In the United Kingdom, a government body licenses fertility labs and regulates which tests can be administered. But the United States has fewer rules; it is one of the few countries, for example, that permit nonmedical sex selection. “Today, in this country, the clinics are the gatekeepers,” says Vardit Ravitsky, a bioethicist at the University of Pennsylvania. “If you have cash and can find a clinic to provide the service, you can get it, whether it’s a test for Huntington’s disease or sex selection.”
So decisions regarding PGD are left in the hands of doctors or clinics. Professional societies provide some ethical guidelines–the American Society for Reproductive Medicine, for example, recommends against sex selection for nonmedical reasons, though it has little to say about other aspects of PGD. But voluntary guidelines regulating a profit-driven industry may not be enough to help prospective parents. “I think there will be people hyping the advantages of this, which will be just like pharmaceutical advertising today,” says Caplan. “I think people will be guilted into doing this, rather than choosing it.” They may also be “guilted” into testing that doesn’t make good on the promise of a healthier child; most of the newly discovered genes have relatively weak correlations with disease or play small roles in complicated processes, and some may affect the body in ways that scientists don’t yet fully understand.

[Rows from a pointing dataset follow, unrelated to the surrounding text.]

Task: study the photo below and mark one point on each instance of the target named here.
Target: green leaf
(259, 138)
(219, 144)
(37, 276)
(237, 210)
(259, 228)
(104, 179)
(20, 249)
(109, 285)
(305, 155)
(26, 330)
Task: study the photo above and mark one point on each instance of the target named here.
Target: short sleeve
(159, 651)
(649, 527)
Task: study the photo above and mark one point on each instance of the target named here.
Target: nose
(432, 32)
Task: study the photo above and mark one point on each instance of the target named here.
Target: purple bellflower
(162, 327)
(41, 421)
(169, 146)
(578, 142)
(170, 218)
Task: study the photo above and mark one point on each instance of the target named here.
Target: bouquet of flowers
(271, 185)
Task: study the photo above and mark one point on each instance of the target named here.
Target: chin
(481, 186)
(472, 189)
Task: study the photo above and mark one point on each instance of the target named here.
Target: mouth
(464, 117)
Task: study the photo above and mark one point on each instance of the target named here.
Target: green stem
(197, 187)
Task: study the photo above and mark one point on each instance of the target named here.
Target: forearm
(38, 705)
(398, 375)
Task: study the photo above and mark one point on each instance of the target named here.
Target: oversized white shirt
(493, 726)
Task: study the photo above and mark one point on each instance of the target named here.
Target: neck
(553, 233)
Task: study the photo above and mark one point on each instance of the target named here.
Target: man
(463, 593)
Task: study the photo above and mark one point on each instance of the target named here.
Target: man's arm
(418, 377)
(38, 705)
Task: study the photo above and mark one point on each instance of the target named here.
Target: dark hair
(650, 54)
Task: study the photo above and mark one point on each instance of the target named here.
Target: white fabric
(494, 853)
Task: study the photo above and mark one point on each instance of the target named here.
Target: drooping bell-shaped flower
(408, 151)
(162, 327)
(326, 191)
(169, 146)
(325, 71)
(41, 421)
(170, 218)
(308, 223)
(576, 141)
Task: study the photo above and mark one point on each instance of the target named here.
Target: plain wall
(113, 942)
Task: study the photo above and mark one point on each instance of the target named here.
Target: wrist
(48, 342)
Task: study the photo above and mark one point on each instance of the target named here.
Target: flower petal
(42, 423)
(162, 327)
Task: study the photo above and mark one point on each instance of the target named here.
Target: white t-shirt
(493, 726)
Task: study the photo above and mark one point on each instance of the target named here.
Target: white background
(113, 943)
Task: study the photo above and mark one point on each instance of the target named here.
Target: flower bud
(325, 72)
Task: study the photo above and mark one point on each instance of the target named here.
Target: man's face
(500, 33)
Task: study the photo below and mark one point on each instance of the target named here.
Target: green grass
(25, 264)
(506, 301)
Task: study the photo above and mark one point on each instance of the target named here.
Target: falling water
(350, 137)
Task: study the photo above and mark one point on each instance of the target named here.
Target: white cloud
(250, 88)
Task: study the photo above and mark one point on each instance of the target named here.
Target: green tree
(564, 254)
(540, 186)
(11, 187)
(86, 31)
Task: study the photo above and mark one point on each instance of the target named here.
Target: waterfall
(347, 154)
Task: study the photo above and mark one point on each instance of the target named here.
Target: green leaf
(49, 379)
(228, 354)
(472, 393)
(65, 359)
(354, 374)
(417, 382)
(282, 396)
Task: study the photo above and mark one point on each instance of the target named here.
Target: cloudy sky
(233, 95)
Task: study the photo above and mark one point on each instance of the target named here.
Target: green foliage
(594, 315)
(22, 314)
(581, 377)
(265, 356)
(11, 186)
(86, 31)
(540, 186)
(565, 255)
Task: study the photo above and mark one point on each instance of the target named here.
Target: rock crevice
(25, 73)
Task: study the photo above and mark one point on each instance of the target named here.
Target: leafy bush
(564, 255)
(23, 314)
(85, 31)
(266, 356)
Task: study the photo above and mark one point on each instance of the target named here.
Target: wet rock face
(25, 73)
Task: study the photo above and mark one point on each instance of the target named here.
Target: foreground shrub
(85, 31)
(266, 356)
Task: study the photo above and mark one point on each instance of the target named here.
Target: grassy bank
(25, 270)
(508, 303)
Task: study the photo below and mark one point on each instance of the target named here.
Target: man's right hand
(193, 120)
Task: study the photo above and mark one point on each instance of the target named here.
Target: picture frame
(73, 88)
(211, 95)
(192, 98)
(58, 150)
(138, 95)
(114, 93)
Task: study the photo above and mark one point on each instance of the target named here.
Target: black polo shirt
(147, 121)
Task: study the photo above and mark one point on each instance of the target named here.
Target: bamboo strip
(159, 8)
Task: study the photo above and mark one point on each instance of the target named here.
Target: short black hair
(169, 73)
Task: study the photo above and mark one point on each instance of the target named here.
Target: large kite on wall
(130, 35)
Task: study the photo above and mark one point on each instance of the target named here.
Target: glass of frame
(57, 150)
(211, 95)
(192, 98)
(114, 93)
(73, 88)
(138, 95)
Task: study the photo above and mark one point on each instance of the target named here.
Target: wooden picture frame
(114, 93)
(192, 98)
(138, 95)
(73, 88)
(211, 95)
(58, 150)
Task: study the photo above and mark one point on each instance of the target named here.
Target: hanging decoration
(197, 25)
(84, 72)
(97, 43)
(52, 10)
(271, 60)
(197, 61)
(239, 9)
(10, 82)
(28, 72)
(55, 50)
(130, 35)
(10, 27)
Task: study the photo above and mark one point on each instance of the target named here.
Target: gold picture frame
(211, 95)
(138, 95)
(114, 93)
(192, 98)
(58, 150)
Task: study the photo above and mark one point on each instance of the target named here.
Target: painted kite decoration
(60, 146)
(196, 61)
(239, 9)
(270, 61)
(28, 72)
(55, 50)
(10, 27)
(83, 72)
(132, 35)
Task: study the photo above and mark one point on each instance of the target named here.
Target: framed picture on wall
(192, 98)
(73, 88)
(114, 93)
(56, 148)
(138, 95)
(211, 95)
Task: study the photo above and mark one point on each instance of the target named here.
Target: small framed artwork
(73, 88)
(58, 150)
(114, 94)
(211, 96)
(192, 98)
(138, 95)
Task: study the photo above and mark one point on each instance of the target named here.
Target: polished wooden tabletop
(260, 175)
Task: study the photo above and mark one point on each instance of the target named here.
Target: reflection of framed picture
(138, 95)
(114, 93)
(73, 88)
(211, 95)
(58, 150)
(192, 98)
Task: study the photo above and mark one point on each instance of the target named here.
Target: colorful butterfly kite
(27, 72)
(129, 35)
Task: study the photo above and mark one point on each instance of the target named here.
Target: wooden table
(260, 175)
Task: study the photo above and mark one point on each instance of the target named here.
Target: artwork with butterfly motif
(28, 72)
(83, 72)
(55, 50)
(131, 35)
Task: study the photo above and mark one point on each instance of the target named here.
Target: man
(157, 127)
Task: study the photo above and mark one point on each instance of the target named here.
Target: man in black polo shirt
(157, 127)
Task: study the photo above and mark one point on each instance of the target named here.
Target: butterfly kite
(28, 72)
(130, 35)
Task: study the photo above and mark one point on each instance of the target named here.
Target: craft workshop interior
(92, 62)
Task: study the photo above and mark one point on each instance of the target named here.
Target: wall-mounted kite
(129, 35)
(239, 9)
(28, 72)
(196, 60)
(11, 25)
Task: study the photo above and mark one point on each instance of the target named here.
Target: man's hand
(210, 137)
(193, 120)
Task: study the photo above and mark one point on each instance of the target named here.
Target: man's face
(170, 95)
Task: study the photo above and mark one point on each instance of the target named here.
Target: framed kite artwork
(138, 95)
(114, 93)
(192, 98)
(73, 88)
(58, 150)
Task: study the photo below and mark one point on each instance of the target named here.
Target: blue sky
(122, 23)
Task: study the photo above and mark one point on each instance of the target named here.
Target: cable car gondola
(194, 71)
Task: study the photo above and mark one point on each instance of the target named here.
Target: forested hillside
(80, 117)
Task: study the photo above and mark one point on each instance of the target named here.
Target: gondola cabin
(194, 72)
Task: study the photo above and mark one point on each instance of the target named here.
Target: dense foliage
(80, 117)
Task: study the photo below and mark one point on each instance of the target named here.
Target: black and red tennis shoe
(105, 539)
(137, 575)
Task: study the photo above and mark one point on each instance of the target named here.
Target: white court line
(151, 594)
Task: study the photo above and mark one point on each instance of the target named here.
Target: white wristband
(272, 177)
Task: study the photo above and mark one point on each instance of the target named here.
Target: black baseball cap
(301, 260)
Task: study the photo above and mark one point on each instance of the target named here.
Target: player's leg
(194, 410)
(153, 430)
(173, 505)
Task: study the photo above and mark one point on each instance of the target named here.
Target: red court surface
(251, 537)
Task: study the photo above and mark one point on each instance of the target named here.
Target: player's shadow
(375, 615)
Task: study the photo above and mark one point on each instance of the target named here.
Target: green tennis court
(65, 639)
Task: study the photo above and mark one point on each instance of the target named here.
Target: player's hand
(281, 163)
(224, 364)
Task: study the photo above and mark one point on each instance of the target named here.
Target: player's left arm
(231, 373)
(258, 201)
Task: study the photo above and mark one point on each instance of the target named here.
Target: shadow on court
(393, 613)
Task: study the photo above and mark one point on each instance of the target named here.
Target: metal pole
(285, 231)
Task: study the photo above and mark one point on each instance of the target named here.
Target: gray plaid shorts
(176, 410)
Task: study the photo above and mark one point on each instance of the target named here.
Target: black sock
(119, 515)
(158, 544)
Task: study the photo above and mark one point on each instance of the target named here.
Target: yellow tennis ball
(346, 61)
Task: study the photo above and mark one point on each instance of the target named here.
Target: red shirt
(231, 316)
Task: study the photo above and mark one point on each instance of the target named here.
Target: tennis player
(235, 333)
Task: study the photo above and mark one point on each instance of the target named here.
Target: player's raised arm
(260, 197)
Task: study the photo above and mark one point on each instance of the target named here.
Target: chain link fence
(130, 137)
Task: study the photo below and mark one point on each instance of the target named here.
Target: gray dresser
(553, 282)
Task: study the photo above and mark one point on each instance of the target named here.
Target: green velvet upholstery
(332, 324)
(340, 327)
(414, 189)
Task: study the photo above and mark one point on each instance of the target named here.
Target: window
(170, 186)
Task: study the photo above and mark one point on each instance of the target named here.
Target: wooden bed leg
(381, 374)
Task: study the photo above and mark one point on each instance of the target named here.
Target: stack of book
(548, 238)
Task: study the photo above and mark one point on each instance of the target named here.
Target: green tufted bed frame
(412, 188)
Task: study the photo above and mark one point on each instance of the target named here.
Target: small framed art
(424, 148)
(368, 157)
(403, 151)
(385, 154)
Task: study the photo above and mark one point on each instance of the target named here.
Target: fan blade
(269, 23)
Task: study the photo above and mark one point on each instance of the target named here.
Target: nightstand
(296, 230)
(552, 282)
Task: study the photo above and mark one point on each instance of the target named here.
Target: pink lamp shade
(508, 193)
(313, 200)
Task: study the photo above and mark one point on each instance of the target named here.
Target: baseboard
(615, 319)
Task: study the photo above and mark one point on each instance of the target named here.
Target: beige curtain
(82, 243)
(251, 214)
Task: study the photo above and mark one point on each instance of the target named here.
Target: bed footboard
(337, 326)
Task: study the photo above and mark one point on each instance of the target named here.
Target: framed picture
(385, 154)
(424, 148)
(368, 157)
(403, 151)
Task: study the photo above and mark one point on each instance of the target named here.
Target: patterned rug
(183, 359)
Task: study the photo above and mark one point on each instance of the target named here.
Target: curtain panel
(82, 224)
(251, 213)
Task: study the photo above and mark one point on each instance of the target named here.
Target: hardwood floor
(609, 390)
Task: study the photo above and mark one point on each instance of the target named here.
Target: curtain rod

Some kind of regulation for preimplantation genetic testing is needed, but the rules must focus not on limiting which tests a parent can choose but on making sure that clinics can scientifically justify the claims made for each test. Then parents and their doctors can begin to make informed choices. “I definitely think the government has a role to play in regulating the safety and quality of tests and in the application of tests,” says Adamson. “But the final choice, once tests are considered to be scientifically legitimate, should be left up to patients and physicians.”